By Andrew Perez
October 30, 2018
MIAMI - For decades, being born in the U.S. meant you were an American citizen. But President Donald Trump wants to change that.
But one expert from South Florida said the president doesn't have the power to put his plan into action.
Trump made the comments Tuesday morning to "Axios on HBO." He said he could change Amendment 14 with a simple executive order.
"We're the only country in the world where a person comes in and has a baby, and the baby is essentially a citizen of the United States," Trump said.
His comments went viral.
"It's bologna," Cheryl Little said. "It's just not factually correct."
Little is the executive director of Americans for Immigrant Justice -- a nonprofit law firm.
"The fact of the matter is this: The U.S. Constitution -- the 14th Amendment ensures that anybody who is born here or naturalized here is entitled to the benefits that U.S. citizenship provides," Little said. "And then they're obligated as citizens to contribute to this country in a number of ways."

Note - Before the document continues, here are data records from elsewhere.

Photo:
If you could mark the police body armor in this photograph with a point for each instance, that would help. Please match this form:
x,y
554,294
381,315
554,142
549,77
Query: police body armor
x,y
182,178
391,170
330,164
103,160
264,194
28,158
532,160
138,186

Revoking birthright citizenship would spark a court fight over the president's ability to change an amendment to the constitution on his own.
The president said White House lawyers are reviewing his proposal, despite some of the backlash.
"What this president is saying is, 'I am king and I am going to change this because I want to.' And so, here we go," Little said.
Many elected officials, including from South Florida, have voiced their opposition to the president's comments, including Republican U.S. Reps. Carlos Curbelo and Mario Diaz-Balart.
Curbelo said what this country needs is "broad immigration reform."
Diaz-Balart, meanwhile, said "I strongly disagree with the proposed executive order. As a Member of Congress, I take an oath to support the United States Constitution. In this instance, the 14th Amendment to the U.S. Constitution states that all persons born or naturalized in the United States, and subject to the jurisdiction thereof, are citizens of the United States. All persons in the U.S., thus, except for accredited foreign diplomats in specified instances, are subject to U.S. laws, and, if born in the U.S., are U.S. citizens."